La precondizione assoluta, in ogni caso, è che Papandreou lasci e che non si impongano nuove tasse, cosa su cui Nea Demokratia sembra inamovibile. Gli analisti politici non vedono grandi possibilità di successo nelle trattative o nell’eventuale vita del nuovo presumibile governo, in quanto le distanze tra i due partiti sulle ricette anti-crisi sono forti.

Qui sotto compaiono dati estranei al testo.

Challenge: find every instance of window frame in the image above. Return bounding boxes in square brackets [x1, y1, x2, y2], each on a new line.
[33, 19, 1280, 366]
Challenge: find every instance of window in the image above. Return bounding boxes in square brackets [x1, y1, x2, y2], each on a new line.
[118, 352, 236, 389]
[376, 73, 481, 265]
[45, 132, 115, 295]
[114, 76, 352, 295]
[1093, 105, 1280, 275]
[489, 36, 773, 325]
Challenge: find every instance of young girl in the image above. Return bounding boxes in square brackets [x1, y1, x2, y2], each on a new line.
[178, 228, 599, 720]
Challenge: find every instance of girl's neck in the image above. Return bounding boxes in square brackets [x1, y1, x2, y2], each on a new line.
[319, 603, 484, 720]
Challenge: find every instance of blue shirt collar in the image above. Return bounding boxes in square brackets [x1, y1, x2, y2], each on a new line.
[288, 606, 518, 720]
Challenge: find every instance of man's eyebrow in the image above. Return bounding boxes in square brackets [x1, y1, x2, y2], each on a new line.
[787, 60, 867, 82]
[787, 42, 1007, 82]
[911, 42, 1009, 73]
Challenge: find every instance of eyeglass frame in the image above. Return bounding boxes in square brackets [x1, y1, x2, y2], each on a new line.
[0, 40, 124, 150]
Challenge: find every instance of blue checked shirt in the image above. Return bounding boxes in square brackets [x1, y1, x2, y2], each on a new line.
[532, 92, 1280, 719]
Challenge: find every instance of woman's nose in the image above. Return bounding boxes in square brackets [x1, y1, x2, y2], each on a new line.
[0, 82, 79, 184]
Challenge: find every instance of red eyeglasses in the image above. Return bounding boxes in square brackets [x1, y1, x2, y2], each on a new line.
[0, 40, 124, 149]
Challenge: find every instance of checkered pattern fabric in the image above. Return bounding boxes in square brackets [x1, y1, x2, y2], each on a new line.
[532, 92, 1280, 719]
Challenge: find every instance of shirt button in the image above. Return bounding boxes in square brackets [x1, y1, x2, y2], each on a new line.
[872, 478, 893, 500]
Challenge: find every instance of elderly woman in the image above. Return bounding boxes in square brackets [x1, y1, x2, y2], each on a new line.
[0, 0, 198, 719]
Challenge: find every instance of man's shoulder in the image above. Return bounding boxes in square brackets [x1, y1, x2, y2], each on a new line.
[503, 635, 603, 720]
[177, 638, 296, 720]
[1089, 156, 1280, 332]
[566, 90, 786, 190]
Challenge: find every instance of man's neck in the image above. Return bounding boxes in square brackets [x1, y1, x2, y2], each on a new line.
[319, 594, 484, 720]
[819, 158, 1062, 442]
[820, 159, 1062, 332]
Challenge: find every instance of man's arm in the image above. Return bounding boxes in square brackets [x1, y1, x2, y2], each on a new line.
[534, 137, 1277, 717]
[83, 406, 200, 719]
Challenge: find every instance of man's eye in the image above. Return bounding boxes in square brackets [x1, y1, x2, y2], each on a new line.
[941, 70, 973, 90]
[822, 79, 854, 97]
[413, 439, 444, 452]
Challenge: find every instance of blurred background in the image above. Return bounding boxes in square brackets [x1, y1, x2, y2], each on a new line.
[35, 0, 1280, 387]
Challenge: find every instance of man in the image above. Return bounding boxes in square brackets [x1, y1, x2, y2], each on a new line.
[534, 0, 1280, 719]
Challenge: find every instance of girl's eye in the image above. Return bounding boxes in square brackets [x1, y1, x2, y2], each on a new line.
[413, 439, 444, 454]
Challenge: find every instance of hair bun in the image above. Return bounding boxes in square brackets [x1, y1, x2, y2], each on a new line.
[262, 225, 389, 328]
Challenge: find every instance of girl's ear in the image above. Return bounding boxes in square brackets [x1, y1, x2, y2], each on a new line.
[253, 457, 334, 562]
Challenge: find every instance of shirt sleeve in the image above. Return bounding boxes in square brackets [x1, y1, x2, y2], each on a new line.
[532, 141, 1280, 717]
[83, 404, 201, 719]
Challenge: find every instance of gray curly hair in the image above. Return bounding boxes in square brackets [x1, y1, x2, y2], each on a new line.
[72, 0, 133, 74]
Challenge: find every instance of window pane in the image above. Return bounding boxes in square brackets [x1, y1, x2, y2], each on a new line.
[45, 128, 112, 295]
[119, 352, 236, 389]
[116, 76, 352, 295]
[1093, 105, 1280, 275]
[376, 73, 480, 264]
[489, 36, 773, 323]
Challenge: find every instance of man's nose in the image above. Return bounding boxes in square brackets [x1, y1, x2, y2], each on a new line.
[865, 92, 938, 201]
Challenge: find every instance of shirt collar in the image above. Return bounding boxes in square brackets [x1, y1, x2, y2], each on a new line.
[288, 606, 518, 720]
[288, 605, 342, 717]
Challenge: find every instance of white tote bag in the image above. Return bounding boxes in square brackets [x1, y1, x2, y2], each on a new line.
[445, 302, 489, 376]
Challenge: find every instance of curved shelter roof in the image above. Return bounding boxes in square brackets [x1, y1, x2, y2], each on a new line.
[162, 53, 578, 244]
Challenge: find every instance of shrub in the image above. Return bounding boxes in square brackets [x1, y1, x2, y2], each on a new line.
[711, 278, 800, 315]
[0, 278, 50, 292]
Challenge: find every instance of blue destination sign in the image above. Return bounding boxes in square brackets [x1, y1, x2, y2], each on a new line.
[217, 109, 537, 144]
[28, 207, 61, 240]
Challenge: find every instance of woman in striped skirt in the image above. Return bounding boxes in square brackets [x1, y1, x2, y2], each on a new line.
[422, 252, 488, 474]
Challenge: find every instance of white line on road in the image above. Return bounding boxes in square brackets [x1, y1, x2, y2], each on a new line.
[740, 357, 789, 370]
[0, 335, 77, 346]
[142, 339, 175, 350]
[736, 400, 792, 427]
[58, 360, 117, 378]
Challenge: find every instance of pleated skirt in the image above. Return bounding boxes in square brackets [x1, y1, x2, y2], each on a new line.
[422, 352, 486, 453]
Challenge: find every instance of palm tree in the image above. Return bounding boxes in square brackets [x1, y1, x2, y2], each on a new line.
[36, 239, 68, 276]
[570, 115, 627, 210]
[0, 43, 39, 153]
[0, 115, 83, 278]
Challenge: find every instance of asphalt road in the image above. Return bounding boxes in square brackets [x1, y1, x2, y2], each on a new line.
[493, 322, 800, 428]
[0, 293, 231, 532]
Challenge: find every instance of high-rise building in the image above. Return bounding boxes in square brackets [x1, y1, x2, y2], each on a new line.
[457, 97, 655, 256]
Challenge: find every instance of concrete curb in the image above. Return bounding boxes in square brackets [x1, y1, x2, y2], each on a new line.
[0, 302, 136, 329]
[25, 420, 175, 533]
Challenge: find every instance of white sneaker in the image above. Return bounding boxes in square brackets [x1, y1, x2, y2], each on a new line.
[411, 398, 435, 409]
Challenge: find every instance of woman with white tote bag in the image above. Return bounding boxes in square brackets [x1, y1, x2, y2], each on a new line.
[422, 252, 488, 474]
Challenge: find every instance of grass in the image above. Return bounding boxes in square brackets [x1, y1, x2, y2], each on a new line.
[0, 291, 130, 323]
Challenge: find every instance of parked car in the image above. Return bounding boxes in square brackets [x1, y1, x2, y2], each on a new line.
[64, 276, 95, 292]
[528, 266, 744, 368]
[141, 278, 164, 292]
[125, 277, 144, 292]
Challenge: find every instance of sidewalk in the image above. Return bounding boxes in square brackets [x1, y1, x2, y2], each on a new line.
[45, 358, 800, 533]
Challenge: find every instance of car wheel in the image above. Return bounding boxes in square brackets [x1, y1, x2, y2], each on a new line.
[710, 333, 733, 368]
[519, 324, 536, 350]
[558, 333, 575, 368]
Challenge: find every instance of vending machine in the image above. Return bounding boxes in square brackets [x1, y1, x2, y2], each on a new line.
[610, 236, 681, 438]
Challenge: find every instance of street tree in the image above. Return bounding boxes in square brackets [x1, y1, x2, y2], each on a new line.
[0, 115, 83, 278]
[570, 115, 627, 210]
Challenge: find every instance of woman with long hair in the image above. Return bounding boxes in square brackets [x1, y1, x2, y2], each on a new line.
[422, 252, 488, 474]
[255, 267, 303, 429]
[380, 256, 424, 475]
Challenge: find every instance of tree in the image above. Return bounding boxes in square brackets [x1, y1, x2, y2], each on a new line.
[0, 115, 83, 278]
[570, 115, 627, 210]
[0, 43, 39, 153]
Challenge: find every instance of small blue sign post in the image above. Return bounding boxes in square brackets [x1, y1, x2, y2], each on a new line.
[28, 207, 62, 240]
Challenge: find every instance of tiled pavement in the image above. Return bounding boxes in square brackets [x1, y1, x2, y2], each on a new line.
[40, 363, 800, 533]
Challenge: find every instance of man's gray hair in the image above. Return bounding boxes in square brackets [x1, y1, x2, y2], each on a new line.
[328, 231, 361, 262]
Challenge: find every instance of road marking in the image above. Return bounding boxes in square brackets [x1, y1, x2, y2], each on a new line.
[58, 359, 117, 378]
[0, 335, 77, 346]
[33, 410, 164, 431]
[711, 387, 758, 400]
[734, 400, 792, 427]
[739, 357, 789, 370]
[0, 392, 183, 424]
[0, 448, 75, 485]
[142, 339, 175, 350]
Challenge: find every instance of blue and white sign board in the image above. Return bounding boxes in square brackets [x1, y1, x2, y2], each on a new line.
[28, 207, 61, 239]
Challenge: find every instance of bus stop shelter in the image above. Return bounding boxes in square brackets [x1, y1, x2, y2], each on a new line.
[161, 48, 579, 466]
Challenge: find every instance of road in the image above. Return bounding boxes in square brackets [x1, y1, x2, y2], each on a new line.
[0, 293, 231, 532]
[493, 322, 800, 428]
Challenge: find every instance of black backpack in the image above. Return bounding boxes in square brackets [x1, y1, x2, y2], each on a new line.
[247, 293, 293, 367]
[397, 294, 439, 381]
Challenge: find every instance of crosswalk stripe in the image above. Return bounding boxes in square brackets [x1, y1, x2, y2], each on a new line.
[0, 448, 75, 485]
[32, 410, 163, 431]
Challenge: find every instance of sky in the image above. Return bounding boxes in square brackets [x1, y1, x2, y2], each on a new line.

Papandreou ha ricordato come il suo operato sia stato vissuto come un costo personale molto alto e si è messo a disposizione dell’interesse nazionale, anche nel caso non fosse più premier. Il ministro delle finanze Evangelos Venezilos guida la fronda anti-premier e ha preso le distanze da quanto questi abbia fatto durante questa settimana di follia, con la storia del referendum. Il premier ha annunciato che già da lunedì il governo intende negoziare a Bruxelles lo sblocco di 80 miliardi di euro per un nuovo piano di aiuti da ricevere entro la fine di febbraio.
La sensazione è che dopo quanto accaduto questa settimana, per responsabilità primaria di Papandreou, la Grecia abbia una credibilità nulla in Europa e i suoi margini di trattativa sono adesso inesistenti. D’altronde le è anche stato chiarito che non esistono più tabù su una sua esclusione sia dall’Eurozona che dalla UE. Da ora in avanti, o accetta quanto chiede Bruxelles o la porta è aperta, ma non girevole.